The Memoires of Marlene Nance
I had the pleasure of being with Marlene shortly before she passed. She shared with me much of her perspectives on life and love and her heart-felt preparation for her passing. She was so frail, emaciated. Chelsea was there, eyes swollen but still beautiful. Her heart looked full, absorbing everything she could from her mom.
Anyways, Marlene asked me to share her last and first soapbox of wisdom before she passed, “promise me, you’ll tell them Dominic.” I’m not super comfortable relaying it. I wish I had recorded it, so you could hear it in her voice, not mine. Sorry if it sounds preachy, you can shake your fists at the heavens if it makes you uncomfortable. Don’t shoot the messenger, at least not in the face.

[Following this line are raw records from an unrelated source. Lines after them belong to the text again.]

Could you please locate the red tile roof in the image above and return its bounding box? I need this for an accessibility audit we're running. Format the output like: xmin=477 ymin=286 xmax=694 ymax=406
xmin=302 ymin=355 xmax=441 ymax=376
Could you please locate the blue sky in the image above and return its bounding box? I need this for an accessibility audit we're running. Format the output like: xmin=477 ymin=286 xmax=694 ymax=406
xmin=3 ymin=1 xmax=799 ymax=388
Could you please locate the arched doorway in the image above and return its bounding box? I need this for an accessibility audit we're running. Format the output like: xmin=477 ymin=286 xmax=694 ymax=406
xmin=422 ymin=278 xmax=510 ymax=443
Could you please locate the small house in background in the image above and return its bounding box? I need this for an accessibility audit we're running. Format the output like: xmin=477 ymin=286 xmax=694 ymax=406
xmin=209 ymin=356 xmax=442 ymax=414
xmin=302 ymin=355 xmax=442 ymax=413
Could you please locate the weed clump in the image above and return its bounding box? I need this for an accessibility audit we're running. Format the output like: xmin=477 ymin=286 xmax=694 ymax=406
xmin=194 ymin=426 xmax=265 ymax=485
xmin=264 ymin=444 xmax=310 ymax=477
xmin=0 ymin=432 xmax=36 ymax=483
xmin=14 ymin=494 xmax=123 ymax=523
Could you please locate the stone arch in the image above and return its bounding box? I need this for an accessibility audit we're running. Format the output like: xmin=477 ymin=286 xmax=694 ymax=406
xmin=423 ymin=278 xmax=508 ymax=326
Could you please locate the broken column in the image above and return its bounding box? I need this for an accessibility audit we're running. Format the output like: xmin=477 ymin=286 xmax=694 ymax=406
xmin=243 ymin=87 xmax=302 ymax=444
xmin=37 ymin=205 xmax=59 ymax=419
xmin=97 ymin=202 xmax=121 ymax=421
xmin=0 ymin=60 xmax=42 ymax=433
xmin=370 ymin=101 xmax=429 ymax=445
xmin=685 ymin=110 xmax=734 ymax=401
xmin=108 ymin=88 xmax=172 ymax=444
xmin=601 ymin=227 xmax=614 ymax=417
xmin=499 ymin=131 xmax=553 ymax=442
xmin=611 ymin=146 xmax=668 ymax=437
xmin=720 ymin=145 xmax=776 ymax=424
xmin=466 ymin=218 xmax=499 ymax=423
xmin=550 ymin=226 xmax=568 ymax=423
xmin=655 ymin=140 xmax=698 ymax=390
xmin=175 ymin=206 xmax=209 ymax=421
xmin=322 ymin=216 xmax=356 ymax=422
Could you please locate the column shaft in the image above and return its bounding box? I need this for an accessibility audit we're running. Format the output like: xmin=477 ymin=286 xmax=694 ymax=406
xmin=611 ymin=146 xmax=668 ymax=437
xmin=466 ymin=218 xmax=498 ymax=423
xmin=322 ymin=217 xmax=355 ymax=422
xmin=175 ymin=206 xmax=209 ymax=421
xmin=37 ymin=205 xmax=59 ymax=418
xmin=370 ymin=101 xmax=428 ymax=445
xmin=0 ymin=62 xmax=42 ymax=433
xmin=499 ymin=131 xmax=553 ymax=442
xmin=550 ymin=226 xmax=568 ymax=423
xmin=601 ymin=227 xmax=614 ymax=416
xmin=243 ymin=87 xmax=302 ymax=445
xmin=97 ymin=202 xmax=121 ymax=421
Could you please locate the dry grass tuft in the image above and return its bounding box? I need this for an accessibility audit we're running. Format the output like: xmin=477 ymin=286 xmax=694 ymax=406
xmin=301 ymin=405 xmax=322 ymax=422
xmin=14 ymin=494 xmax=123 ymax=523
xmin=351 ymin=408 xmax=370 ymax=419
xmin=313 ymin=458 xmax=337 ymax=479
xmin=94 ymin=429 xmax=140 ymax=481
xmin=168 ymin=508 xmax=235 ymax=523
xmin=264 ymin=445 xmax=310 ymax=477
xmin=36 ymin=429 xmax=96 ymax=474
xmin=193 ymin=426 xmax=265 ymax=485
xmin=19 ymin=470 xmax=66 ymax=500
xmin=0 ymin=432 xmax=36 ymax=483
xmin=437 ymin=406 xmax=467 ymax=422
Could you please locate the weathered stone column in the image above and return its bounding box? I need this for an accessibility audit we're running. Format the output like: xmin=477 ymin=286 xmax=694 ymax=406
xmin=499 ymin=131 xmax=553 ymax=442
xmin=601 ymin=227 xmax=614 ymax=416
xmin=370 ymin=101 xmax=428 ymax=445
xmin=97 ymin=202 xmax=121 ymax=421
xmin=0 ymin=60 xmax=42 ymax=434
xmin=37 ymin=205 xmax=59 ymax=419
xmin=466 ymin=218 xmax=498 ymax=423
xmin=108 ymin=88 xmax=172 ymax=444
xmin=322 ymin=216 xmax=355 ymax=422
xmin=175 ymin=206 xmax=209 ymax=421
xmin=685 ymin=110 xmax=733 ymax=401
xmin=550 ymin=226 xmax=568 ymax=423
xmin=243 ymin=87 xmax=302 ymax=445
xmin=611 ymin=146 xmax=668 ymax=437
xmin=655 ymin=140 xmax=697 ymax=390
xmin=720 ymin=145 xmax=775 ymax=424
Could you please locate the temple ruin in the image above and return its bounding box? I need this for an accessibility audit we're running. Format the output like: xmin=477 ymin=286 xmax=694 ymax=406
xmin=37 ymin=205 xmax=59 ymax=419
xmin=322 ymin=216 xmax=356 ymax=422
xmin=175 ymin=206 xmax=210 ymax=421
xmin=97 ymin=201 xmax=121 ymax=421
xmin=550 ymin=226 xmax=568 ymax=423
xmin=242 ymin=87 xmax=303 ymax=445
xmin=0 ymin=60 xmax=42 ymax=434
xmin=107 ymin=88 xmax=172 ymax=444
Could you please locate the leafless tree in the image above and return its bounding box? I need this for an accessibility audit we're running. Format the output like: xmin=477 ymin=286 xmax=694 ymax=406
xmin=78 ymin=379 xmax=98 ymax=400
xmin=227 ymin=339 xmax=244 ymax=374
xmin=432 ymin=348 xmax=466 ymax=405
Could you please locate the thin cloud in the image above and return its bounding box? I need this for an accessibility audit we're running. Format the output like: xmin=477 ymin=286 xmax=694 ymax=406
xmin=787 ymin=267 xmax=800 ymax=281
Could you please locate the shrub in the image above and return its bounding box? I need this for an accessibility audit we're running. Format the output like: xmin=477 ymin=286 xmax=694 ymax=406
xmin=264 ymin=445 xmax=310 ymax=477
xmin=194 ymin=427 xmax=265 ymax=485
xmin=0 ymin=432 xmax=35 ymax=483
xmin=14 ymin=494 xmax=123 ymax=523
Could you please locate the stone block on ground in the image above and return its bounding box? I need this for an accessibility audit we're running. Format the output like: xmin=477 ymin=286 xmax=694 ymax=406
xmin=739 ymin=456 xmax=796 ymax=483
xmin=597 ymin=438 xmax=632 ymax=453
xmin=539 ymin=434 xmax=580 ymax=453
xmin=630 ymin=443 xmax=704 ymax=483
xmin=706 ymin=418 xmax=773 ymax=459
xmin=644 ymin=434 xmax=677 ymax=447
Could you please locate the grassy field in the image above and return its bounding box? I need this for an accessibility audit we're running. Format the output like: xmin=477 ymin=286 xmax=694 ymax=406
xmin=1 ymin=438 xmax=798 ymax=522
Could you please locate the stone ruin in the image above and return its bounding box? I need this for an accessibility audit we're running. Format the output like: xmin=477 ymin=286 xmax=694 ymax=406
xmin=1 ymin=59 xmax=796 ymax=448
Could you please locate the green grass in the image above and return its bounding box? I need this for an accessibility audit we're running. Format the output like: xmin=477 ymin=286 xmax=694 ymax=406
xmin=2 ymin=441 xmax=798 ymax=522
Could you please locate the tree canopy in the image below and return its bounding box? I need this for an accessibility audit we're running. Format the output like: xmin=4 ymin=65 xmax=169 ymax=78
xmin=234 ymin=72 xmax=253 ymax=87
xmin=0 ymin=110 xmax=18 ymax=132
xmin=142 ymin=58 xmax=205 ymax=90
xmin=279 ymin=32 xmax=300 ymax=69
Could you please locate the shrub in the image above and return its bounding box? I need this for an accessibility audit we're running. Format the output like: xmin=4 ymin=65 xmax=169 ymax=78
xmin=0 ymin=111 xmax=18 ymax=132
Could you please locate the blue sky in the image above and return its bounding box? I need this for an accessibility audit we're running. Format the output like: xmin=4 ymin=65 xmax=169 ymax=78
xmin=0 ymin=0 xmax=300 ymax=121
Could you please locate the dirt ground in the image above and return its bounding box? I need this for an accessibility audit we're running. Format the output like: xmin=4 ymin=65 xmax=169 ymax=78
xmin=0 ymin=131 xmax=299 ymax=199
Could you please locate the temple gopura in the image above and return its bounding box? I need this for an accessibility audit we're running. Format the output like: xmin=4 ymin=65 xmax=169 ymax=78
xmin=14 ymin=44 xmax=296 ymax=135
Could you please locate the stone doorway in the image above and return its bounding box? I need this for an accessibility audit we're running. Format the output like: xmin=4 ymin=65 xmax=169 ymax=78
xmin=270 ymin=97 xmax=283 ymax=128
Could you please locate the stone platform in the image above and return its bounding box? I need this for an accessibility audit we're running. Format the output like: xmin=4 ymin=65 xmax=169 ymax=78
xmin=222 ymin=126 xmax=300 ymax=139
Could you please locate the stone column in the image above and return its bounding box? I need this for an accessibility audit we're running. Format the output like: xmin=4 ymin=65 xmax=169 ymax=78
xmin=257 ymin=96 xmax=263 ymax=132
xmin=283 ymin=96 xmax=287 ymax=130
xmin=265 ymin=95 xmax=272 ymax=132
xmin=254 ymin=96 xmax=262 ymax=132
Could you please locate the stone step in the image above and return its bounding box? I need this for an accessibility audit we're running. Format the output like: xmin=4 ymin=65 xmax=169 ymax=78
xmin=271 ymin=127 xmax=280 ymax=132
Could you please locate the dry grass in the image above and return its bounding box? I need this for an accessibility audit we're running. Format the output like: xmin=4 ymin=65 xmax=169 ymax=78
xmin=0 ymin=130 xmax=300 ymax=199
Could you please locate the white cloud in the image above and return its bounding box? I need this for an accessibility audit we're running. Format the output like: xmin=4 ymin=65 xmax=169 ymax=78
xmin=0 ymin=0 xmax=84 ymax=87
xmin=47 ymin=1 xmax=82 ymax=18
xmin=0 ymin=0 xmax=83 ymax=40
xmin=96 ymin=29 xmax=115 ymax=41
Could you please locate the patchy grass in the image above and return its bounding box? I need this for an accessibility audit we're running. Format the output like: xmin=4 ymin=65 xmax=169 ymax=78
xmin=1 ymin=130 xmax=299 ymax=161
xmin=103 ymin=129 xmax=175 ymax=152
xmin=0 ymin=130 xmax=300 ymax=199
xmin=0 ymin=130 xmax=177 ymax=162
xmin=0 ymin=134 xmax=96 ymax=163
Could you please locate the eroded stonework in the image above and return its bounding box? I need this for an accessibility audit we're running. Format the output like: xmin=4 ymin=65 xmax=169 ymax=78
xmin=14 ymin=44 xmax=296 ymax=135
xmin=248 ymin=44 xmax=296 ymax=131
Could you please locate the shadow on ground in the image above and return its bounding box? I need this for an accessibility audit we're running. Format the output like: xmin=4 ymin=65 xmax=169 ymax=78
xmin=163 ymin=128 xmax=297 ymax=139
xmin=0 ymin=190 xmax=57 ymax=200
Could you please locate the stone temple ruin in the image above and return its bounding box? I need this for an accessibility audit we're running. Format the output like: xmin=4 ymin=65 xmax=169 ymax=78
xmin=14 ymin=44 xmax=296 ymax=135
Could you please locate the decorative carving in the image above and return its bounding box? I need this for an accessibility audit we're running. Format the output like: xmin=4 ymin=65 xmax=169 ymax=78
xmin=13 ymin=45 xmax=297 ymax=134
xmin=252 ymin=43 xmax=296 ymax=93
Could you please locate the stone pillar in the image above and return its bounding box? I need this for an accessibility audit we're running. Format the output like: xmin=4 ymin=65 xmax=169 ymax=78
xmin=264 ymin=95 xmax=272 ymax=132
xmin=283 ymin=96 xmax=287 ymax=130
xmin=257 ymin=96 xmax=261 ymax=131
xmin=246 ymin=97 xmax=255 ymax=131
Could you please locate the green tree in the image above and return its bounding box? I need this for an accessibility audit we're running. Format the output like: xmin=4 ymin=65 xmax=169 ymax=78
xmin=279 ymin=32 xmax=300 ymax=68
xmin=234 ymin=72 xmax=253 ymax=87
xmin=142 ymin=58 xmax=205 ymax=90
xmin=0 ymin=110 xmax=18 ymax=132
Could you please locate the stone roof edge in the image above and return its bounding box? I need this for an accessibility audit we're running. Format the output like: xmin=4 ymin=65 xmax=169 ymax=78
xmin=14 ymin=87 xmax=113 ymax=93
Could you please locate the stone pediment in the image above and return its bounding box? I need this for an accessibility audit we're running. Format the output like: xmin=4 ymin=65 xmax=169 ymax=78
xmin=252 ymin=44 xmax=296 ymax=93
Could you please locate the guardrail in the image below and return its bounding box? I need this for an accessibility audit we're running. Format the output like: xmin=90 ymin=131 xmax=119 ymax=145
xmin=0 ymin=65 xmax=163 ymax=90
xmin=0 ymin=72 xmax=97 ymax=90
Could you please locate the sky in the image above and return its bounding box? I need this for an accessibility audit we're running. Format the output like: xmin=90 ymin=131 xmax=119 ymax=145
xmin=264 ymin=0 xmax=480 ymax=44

(Paraphrased): “Dom, you guys have a good thing going. I was always attracted to the fire service because of the family aspect of it. You guys live together, care for each other, watch out for each other. But something that saddened me was how often the relationship is sacrificed and objectified in order to accomplish the task. I understand the task has to get done, but when you treat someone like a means in order to accomplish the end, you remove the humanity of the moment and it stifles the beauty of relationship.” (pause)
After being at the funeral and hearing the stories, it is clear that Marlene was all about relationships. She intentionally engaged those around her and was genuinely concerned. She went through 3 years of horrific treatments just to establish a relationship with her new grandchildren. Anyways:
“These relationships are all we take with us when we die. None of the other shit matters (yes she said ‘shit,’ I remember that specifically). I just wish you guys would love each other more. Everyone. You never know who will be the next most important person in your life or just for the day. And when you objectify those around you, you kill that shot, that moment of connection. You cannot lose when you love. But it takes work. You have to want to be concerned for each other. And you can’t fake that. It comes through the wonder and possibility that each person you encounter has something that you need and they need from you. Do you know what I mean Dominic?” (“Yes Marlene”) “Be the family I always thought you guys were…and are, in some cases.”
Marlene kissed me and convicted me. She pushed me to engage in all of you, more. I realized how lazy I have become in my relationships: my crew, new hires, senior volunteers, etc. Intentionality and vulnerability is exhausting but fruitful. We do have a rare job that allots for relationships and not just function. I will try harder and I hope you will do the same. Peace
Eternal rest grant unto Marlene, O Lord,
and let Your perpetual light shine upon her.
May the soul of Marlene and all the faithfully departed,
through the mercy of God, rest in peace.